An institutional investor asked Hininger, “Could you describe – give us a little bit more color on Harris County? I kind of had thought that perhaps something might have – a decision might have been made in the fall, and wondering what, if anything, may have changed there?” He replied:
Yeah, good question, I would kind of relate it back to my earlier comment. We just have gotten a sense from our either existing partners or new partners that either opportunities, pending procurements, maybe decisions where they need to move forward on a requirement, a lot of those are just being deferred, either past the election or past the 1st of the year. There was obviously a lot of – everybody in the country was most focused on the national election, but there was a lot of elections going on at the state and local level.

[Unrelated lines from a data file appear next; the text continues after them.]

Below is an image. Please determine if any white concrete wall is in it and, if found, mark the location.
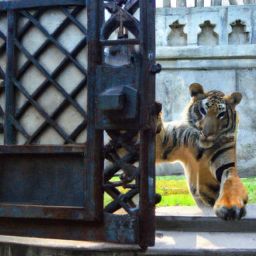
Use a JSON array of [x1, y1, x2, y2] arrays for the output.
[[0, 5, 256, 175], [156, 5, 256, 176]]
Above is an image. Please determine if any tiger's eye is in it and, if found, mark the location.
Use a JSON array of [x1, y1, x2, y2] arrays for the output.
[[217, 112, 225, 119], [200, 107, 206, 116]]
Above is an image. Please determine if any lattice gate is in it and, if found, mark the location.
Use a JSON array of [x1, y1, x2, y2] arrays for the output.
[[0, 0, 160, 247]]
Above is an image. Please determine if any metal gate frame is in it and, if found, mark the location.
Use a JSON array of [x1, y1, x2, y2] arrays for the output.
[[0, 0, 159, 248]]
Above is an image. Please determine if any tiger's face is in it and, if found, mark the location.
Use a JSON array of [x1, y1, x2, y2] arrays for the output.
[[188, 84, 242, 148]]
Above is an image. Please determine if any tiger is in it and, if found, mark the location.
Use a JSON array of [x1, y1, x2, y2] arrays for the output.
[[156, 83, 248, 220]]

And so, our sense is that we just had a period of time where a lot of decision-makers were sitting on their hands. So I would [say] Harris is probably in that category. And we think we’ve put forth a very compelling and comprehensive and competitive proposal to them, but our sense is probably now that we’re on the other side of the election, either later [this] year or early next year, we’ll see an action being taken by them.
Were Harris County Commissioners waiting for the elections to pass before moving forward on privatization? We’ll soon see. For those interested in (much) more detail, here’s the RFP to which CCA and its competitors are responding. Notably, most of the information the public has been getting on this back-room process has not come from county government but from corporate investor conference calls. That’s never a good sign.

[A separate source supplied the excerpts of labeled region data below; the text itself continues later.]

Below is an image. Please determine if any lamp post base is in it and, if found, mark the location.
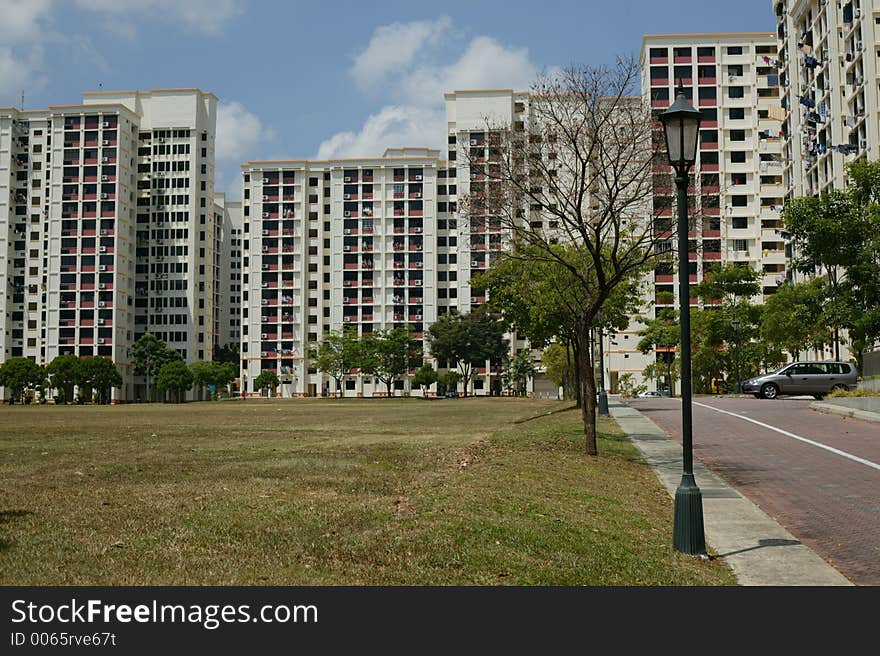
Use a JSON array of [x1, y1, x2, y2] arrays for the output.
[[672, 474, 706, 556], [599, 389, 611, 417]]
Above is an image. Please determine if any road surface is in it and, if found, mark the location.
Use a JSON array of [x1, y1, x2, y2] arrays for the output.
[[629, 397, 880, 585]]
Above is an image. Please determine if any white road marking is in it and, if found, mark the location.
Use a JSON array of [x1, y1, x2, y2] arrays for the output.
[[693, 401, 880, 471]]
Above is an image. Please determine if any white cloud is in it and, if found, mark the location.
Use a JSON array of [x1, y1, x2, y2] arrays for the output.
[[396, 36, 539, 105], [349, 16, 452, 90], [0, 0, 51, 105], [77, 0, 243, 34], [317, 105, 446, 159], [317, 17, 540, 159], [215, 101, 275, 164]]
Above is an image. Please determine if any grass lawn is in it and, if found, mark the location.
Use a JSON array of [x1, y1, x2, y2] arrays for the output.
[[0, 399, 734, 585]]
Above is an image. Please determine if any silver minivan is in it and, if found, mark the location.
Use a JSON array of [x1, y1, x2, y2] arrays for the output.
[[742, 362, 859, 399]]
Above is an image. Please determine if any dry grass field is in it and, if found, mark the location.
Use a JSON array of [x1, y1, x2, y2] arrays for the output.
[[0, 398, 734, 585]]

See here and here for the background. I think we can all agree that any discussion about this needs to be held in the open, for all to hear and for all with a stake in the outcome – which is to say, all Harris County taxpayers – to be able to have their say about it. Towards that end, I made a few inquiries about this. County Judge Ed Emmett said this was the first he’d heard about this particular item in many months (the last update I have is from December of 2011, so that certainly tracks for me). He said that right now the RFP that Corrections Corporation of America and any other bidders submitted is being reviewed by the purchasing department, which will when ready present its findings for the Court to consider. At that time, they may or may not take any action, but Judge Emmett assured me that if there was to be anything further on it, that would all be done during open Court meetings as official agenda items.

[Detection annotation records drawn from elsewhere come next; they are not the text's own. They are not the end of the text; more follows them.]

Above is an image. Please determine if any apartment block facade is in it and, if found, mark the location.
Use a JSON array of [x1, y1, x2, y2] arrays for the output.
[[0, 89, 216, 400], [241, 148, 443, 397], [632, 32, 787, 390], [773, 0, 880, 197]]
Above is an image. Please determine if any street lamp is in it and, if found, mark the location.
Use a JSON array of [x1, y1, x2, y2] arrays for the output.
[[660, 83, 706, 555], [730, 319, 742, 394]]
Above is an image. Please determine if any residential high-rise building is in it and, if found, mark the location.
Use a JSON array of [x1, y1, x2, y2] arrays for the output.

I also spoke to Commissioner Radack, who characterized this as a very complex process and that the main thing he hoped to get out of it was some lessons about possible ways to be more efficient and save money. I suggested his description sounded somewhat like an audit to me, and he thought that was a reasonable analogy. He stressed that any review of corrections is multifaceted and can take a lot of time – he reminded me that the original proposal of a joint city/county jail facility was made when Bob Lanier was still Mayor – and that his primary goal was the learning opportunity. I did not get the impression he was seeking anything transformational. In fact, I’m reminded as I review the history of all this that the origin was in late 2010 when Radack and Jerry Eversole were complaining about the cost of outsourcing inmates to Louisiana. That was when Radack made his request for a study of ways to reduce costs at the jail, which turned into a formal RFP when then-Budget Director Dick Raycraft came back and said it was the only way to answer the question. And so here we are today, in an environment where inmates are no longer being outsourced and jail costs overall are already lower, awaiting that answer.
Finally, Sheriff Adrian Garcia sent me the following statement via email:
“The county purchasing and budget offices are still working on the request from Commissioners Court in the spring of 2011 to determine if allowing a private company to run the Harris County Jail would be cost-effective for the county and the taxpayers. The study continues.
“In the meantime, I will continue to build on the success that we have had over the last four years in which my staff and I have saved the taxpayers more than $60 million in the operation of the jail and other functions of the Sheriff’s Office, turning a gaping budget deficit into a surplus without degrading public safety or laying off employees. This accomplishment included using a combination of civilian staff and detention officers rather than deputies in some jail functions. Under my administration, the jail has been in full compliance with state standards and inmate deaths have declined. This is a true example of the taxpayers getting the best deal with the sheriff as the direct administrator of the jail.
“I am also mindful of Judge Emmett’s comment that no private detention company has run a jail system as big as ours, and of then-Texas Commission on Jail Standards Executive Director Adan Munoz’s comment that privatization of the jail is not advisable. Their comments also mirror those of sheriffs in other parts of the country who have seen how privatization experiments at county jails have actually cost communities more than when they were run by the sheriff.”
So there you have it. Obviously, this bears watching, and I will be very interested to see what report the purchasing and budget departments eventually make to the Court. In the meantime, I hope this helps shed a little light on what’s going on.